How do terrestrial planets like Earth form and evolve to enable life to exist? This is what a recent study published in Nature hopes to address as a pair of scientists from the Southwest Research Institute (SwRI) and Yale University investigated the geophysical and chemical processes responsible for the formation and evolution of terrestrial planets. This study has the potential to help scientists better understand the mechanisms for how life as we know it could evolve on worlds like Earth.
For the study, the researchers used computer models to examine how the final 1 percent of a planet’s formation could play an enormous role in determining if a terrestrial planet could host life as we know it, as seen on Earth. The team specifically focused on late accretion, with accretion being the process of rocks and dust clumping together to form a planetary body. In the end, the determined that late accretion changes, specifically impacts, play a significant role in determining the outcome of a terrestrial planet, including atmosphere, surface characteristics, plate tectonics, and water content.
Diagram depicting the evolution of Earth, Venus, and Mars. (Credit: Southwest Research Institute)

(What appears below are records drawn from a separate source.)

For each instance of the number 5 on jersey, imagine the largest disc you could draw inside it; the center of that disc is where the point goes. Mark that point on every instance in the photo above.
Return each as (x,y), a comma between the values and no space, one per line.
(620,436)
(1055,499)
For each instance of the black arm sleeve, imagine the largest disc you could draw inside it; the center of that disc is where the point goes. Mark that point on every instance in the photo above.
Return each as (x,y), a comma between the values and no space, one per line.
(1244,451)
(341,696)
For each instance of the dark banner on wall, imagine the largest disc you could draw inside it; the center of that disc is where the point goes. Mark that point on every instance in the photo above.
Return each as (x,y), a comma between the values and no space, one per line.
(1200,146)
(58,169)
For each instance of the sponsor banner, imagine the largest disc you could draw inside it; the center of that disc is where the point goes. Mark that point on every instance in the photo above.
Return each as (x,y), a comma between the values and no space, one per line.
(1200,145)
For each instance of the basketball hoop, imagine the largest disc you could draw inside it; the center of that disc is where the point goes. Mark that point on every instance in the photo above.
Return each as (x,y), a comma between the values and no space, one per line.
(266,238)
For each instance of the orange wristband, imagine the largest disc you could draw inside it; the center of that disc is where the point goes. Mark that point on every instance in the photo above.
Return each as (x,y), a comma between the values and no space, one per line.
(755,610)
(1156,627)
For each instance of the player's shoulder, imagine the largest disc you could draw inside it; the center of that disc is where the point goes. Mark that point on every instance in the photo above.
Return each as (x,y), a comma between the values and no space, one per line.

“Impact histories should play a critical role in the search for habitable exoplanets like Earth,” said Dr. Simone Marchi, who is a SwRI scientist and lead author of the study. “The habitability of a rocky planet depends on the nature of its atmosphere, which is tied to plate tectonics and mantle outgassing. The search for Earth’s twin might focus on rocky planets with similar bulk properties — mass, radius and habitable zone location — as well as a comparable collision history.”
The team emphasized how large impacts could play the largest role in determining a planet’s evolution and whether life as we know it could exist there.
What new discoveries about terrestrial planet formation and evolution will researchers make in the coming years and decades? Only time will tell, and this is why we science!
As always, keep doing science & keep looking up!